Procurement is something that cannot just be triggered by a need within a school or learning partnership/LA. It has far deeper roots that creates a need for very careful strategic and succession planning. One of the biggest problems I have hit during procurement processes is that many staff are not fully aware of the (a) E-Learning agenda (b) technical vocabulary (c) Innovative use of ICT to support work in the classroom. When this is evident procurement becomes very difficult as staff are not in the driving seat, not in an informed position to make decisions based on an evaluation of the marketplace against a requirements specification. As a result there are a few pre-conditions that a school must create before they initiate any procurement process. At Costello we tackled these issues in a number of ways. We ran staff training sessions - one that was compulsory which was a really inspirational and visionary session on the future of E-Learning in education and this helped to establish a collective vision between the staff, at all levels, as to where the college wanted to go.
Procurement processes do vary from one LA authority to another - so my initial advice is to make contact with them asap and get the procurement guidelines and read them thoroughly. Doing so will ensure that you do not fall foul of any timescales or protocols that you have to follow - these are often dependant on the capital outlay of the project.
- Formalise requirements specification (involvement by teachers, students, parents, governors)
- Identify those stakeholders involved in procurement process and brief
- Used Learning Platform group to investigate marketplace - talk to providers and use specification as initial rubric
- Post advert in appropriate press to invite companies to tender
- Based on responses to tender initial shortlist created using requirements specification
- Invites to shortlisted providers to attend procurement day
- Procurement day (all 3 providers) - presentations to various stakeholder groups (SLT, teachers, parents, students, governors) followed by live product demonstrations where stakeholders could ask questions and use this time to formulate own views on products - completion of evaluation forms for each provider
- Data from feedback and evaluations aggregated and analysed.

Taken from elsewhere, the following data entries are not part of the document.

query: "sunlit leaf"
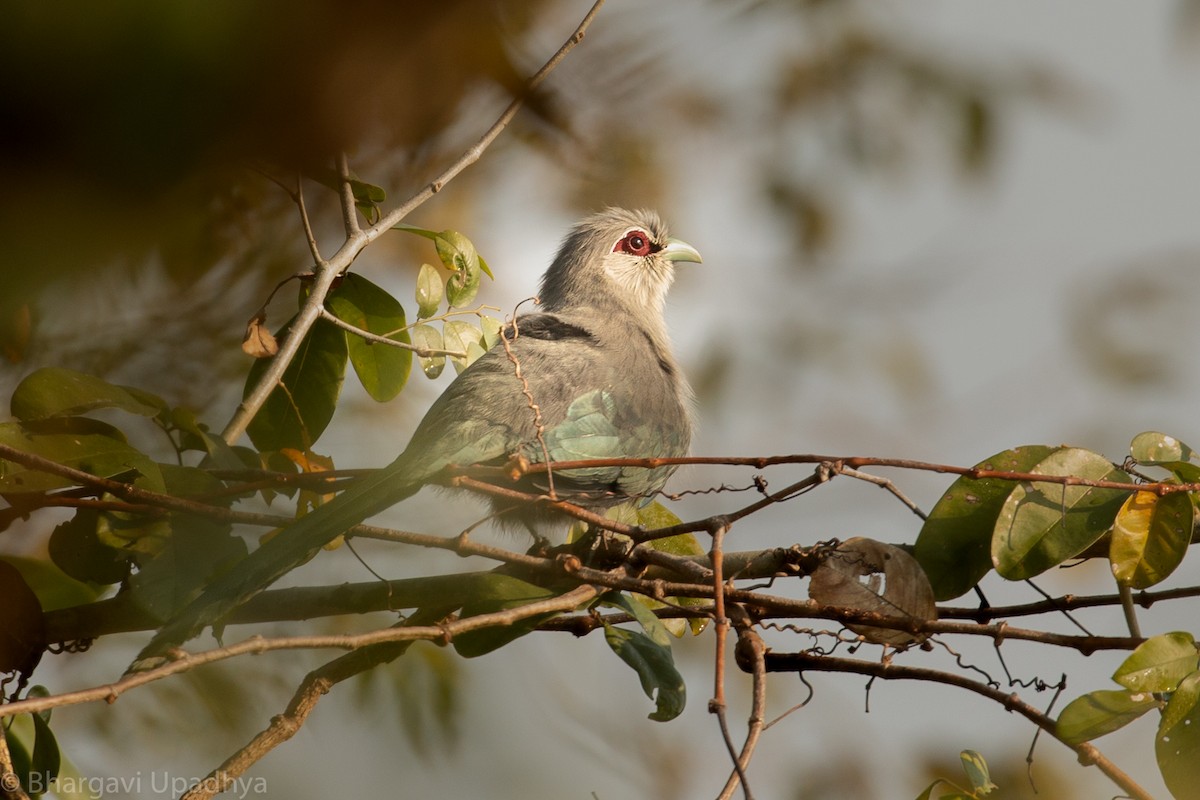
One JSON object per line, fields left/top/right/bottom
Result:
{"left": 10, "top": 367, "right": 161, "bottom": 420}
{"left": 959, "top": 750, "right": 997, "bottom": 795}
{"left": 1158, "top": 675, "right": 1200, "bottom": 800}
{"left": 1113, "top": 632, "right": 1198, "bottom": 693}
{"left": 1110, "top": 489, "right": 1193, "bottom": 588}
{"left": 1130, "top": 431, "right": 1200, "bottom": 483}
{"left": 326, "top": 273, "right": 412, "bottom": 402}
{"left": 991, "top": 447, "right": 1130, "bottom": 580}
{"left": 1131, "top": 431, "right": 1197, "bottom": 466}
{"left": 443, "top": 320, "right": 484, "bottom": 374}
{"left": 633, "top": 501, "right": 708, "bottom": 635}
{"left": 1161, "top": 671, "right": 1200, "bottom": 735}
{"left": 415, "top": 263, "right": 443, "bottom": 319}
{"left": 914, "top": 445, "right": 1057, "bottom": 600}
{"left": 480, "top": 315, "right": 502, "bottom": 349}
{"left": 411, "top": 323, "right": 445, "bottom": 379}
{"left": 244, "top": 314, "right": 348, "bottom": 452}
{"left": 1056, "top": 689, "right": 1157, "bottom": 745}
{"left": 435, "top": 231, "right": 482, "bottom": 307}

- Discussion of results by SLT - initial strategic decision made
- Ratification of decision by governing body
- Contact all providers with outcome
I cannot begin to say how important this is, (a) to shape the schools vision but (b) to satisfy procurement regulations. The Becta site has a good starting point with the functional and technical specifications but this should be the basis and start of open talks and discussion within the school to identify what is important - not just now, but also in the future.
Procurement Day
When procuring the learning platform solution for Costello it was really important to put together a high profile procurement process. As a school it was very important for us to embrace as many of our stakeholders in the process as possible.
Calculating the total cost of ownership is important, in the current marketplace you have to be very careful when trying to compare costings of different providers as there are so many permutations on how these can be derived. In the UK sector at the moment there are two main costing models that providers seem to be using. Those that charge a one off set up fee plus lots of yearly subscription fees (cost per learner (maybe even teacher/parent), maintenance costs, MIS extractor, updates - the list goes on and those with an upfront capital cost for the implementation (often locally hosted solutions as you are buying a server) along with a year support/maintenance contract. At Costello I made sure that for those providers we shortlisted I calculated the total cost of ownership over a four year period. This was a very interesting activity to follow through and the results did surprise us. What appeared to be the most expensive solution at first glance was not (this was a locally hosted solution).